Explains weak spending
According to the RBA economists, a 10% increase in debt leads households to reduce consumption by 0.3%. Their findings suggest that the rise in aggregate owner-occupier mortgage debt since the global financial crisis has weighed on total spending across the economy.
This can be seen in the numbers today. Australian household consumption has remained weak since the financial crisis, and the RBA has revised down its economic growth forecast for 2019–20 from 2.75% to 2.5% – in part due to uncertainty around household spending.
“We estimate that annual aggregate consumption growth would have been around 0.2 to 0.4 percentage points higher had mortgage debt remained at its 2006 level,” said Fiona Price, Benjamin Beckers and Gianni La Cava, authors of the RBA study.
Australia’s total household debt has steadily risen relative to income over the past three decades, driven mainly by mortgages.

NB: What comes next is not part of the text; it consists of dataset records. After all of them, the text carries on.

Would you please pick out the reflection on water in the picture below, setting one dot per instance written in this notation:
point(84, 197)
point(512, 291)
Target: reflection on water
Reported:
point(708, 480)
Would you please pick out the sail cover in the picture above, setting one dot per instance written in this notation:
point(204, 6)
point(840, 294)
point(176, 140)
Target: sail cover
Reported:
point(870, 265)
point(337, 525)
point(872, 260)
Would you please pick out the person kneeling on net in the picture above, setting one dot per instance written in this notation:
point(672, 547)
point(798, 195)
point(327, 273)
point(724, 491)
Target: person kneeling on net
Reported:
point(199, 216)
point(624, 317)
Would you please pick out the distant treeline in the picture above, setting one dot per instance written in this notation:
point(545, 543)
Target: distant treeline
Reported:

The ratio rose from around 70% in the early 1990s to 190% in 2018.
Figure 1: Australian household debt and consumption
Figure 2: Debt-to-income ratio for household mortgages*
Spending cuts even as assets rise
Notably, the RBA researchers found that households trim spending even when their gross asset values grow by the same amount as their debt. “In other words, a deepening of household balance sheets is associated with less household spending, even if it is not associated with rising net indebtedness,” said the researchers. “This directly violates conventional consumption theories such as the permanent income hypothesis, which assumes that the composition of household balance sheets does not affect consumption.”
Economic policymakers have generally not expressed alarm over the impact of elevated levels of household debt on the economy.
The RBA, for example, has acknowledged that highly indebted households pose a key risk to financial stability. But it expected these households to potentially cut spending when macro-economic conditions decline – not during favourable or ‘normal’ times. The study’s findings might change this view.
In good times and bad
Not surprisingly, the study found that household spending is more sensitive to debt during adverse economic conditions and housing price shocks. But remarkably, households scrimp even when the economy is doing well. “We find evidence that indebted households reduce their spending by more than other households during adverse macro-economic shocks, such as the global financial crisis, but the negative effect of debt is also pervasive at other times,” said the researchers. This finding might call into question the effectiveness of the Coalition Government’s $158 billion tax cuts package in stimulating the economy. The Government expects more than 10 million individuals to benefit from the package, mainly through refunds starting with this year’s tax returns. But will they spend their windfall or simply use it to cut their debt?